Thursday, May 19, 2005

Missing Persons

As she entered the Ferris Row police station, Fiona Peterson experienced the strange sensation of having stepped across the threshold of another world entirely and she almost turned around and walked back out to the safe familiarity of the street. She actually halted for a second or two before shrugging off the feeling, putting it down to a slight disorientation brought on by worry and lack of sleep. God knew she had plenty to worry about. Later, she would be fretting a thousand fold and regretting bitterly not reacting instinctively and fleeing while she had the chance; but with the benefit of neither hindsight nor clairvoyance she carried on along the dark, tunnel-like corridor towards the sergeant who sat bathed in light at the far end behind the venerable wooden monolith that was his desk.

According to the Missing Persons Helpline, over two hundred thousand people are reported missing every year in England, and while it's true to say that the vast majority of them turn up safe and sound about ten minutes later, there are still several thousand who don't. The disturbing truth is that people simply disappear, never to be seen again.

Most, I suspect, have their reasons. They have financial and/or marital problems and find the prospect of a fresh start with a new identity rather attractive. Some, I would hazard, having made themselves unpopular for one reason or another, lie in shallow graves in the great forests to the east or beneath the cold grey waters of the Channel. And then maybe there are those who've been cut into little pieces and fed to the pigs on a farm just outside Abergavenney. But I wouldn't know anything about that.

"Good morning to you, pretty lady. Now let me guess. You've lost something.

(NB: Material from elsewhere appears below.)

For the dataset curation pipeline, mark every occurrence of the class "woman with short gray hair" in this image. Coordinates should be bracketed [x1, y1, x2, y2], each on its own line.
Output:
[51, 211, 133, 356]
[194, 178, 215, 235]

Am I right?" The sergeant looked down patronisingly from an imposing height upon Fiona Peterson, who was so unused to being addressed in such an inappropriate fashion that she turned around to see who might be behind her.

"What? No, I . . . how dare . . . who the . . . well yes, look, I suppose I have."

"I can tell by the sadness in your pale blue eyes, my lovely. Tell me now, was it stolen from outside the library, was it? That's the usual place, you know."

"What? Stolen? No. It's my husband. He's been taken away. Kidnapped. Abducted." The sergeant actually laughed.

"By them old aliens was it now, Missus?"

"No it wasn't! It was by four men in white coats, actually! They burst into our house! They said they were taking him to the Clapham Lunatic Asylum! On the authority of His Majesty the King!"

She spat out the ridiculous words, painfully aware of the hysteria in her voice, knowing that the sergeant would by now have taken her for the lunatic. But the mocking humour died in his eyes, to be replaced by an oleaginous courtesy worthy of an undertaker angling for a handsome gratuity.

"I'm sorry. Please, Madam, come this way." He came around from behind the desk, almost bowing as he gently and solicitously took her elbow. He led her through a door, along a corridor and round a corner, before ushering her politely into a windowless room with a table and two chairs.

"Please wait here, Madam." He closed the door and she heard the metallic clanking of a key being turned. She tried the handle but it wouldn't move. She was locked in.

She pounded her fists repeatedly against the cold, unyielding metal of the door, shouting until her voice was hoarse; but no-one came and she heard nothing by way of a reply, just the faint and distant echo of cruel, masculine laughter.